Archikulture Digest
Sweat

Sweat

The spray paint is on the wall: this old school manufacture is going away. Three generations worked at this Pennsylvania plant, and now it’s dying. The jobs were good while they lasted: we’re talking high pay, long hours union job that dominated the American heartland from the rise of Henry Ford until the collapse of the America Dream. Three women work the line, but one might make management even as they distrust their white-collar bosses who rarely see the manufacturing line. Strikes come, strikes go, but the plant continues, and the implicit implication is that it will always be there, and always pay a good wage. Clearly, these factory workers have not been reading the news. When the plant busts the union, families are torn apart and the down nearly demolished. Even the bar threatens to close.

On stage we see the stereotypes of the working class: the good old gals that act tough but need the money dominate, but then there are the young men debating a life of factory work that won’t last, or just hanging out and drinking beer, because what else is there. But some options appear, the ambitious Cynthia (Clark) jumps the corporate cage match and gets a white-collar job but loses her comrades on the line. And most sinister are the suits running the company. One weekend they sneak into their own plant and move half of it to Mexico. Concessions are demanded, or else the rest of the place goes even farther away.

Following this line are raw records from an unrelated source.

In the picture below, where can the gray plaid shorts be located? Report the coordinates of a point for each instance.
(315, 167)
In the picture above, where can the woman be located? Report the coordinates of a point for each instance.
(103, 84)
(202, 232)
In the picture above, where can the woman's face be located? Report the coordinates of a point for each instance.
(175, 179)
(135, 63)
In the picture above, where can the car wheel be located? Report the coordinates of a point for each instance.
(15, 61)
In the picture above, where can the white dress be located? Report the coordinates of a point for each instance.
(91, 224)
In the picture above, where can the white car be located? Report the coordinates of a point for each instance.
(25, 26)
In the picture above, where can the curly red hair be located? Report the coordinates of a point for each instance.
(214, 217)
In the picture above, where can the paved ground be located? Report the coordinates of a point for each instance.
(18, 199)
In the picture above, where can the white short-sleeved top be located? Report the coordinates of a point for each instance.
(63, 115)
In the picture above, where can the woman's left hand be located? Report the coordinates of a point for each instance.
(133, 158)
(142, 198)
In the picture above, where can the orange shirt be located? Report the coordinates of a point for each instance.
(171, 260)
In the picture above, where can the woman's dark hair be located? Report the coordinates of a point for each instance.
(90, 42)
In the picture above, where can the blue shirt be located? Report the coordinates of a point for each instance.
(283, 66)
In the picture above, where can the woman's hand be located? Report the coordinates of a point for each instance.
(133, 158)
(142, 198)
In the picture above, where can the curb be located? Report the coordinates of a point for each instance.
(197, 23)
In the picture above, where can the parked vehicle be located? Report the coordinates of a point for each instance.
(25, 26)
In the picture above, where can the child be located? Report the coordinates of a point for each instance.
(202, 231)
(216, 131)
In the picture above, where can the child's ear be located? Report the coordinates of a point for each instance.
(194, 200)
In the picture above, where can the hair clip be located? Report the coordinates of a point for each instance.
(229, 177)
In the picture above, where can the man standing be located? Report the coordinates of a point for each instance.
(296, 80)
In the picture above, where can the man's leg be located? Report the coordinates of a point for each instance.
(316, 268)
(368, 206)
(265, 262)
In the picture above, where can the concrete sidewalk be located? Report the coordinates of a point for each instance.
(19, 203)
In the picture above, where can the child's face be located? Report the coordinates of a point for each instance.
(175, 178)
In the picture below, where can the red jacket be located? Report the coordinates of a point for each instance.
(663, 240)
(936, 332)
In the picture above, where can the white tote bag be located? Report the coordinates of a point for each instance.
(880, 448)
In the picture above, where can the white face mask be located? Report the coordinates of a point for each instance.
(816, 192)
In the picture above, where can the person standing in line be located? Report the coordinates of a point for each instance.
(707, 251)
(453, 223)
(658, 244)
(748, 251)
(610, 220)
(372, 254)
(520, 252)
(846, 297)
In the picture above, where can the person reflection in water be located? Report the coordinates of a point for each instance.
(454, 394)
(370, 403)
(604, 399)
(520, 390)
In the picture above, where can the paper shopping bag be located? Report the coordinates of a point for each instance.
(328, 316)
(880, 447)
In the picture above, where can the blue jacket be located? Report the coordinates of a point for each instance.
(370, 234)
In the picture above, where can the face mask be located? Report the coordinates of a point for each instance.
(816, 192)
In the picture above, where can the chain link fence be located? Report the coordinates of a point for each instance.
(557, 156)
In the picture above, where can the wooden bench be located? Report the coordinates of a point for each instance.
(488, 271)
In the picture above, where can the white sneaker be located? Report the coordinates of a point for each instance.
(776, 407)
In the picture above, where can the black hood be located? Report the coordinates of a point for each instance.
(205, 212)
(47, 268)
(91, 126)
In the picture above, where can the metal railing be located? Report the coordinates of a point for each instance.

While I can’t quite smell the stale beer, the bar set looks authentic and the people populating them actual working class. I was impressed with Jason (Ethan Rich). He bounces between good old boy and a neo-Nazi thug in training and he changes his fake tattoos three times in the show. Bartender Stan (Jeffery Allen Sneed) offers us the dark side of life in this factory town; he hurt his foot in an industrial accident and tends a rapidly shrinking bar. There also a fine set of performances between the union women and their de facto leader Tracey (Hubert), they see the fight as “Us vs. Them,) not realizing Them can find another Us anytime they want. Fake CNN news updates move us forward in time, but they jar as the Regan Revolution drives America straight into the George Bush II depression. We skate on similarly thin ice today, and slogans won’t change the fact that automation is here to stay and even if the factories remain, they need way fewer and better trained hands. These people were a bit more fortunate than those that went way before them, they got a few more years of paychecks.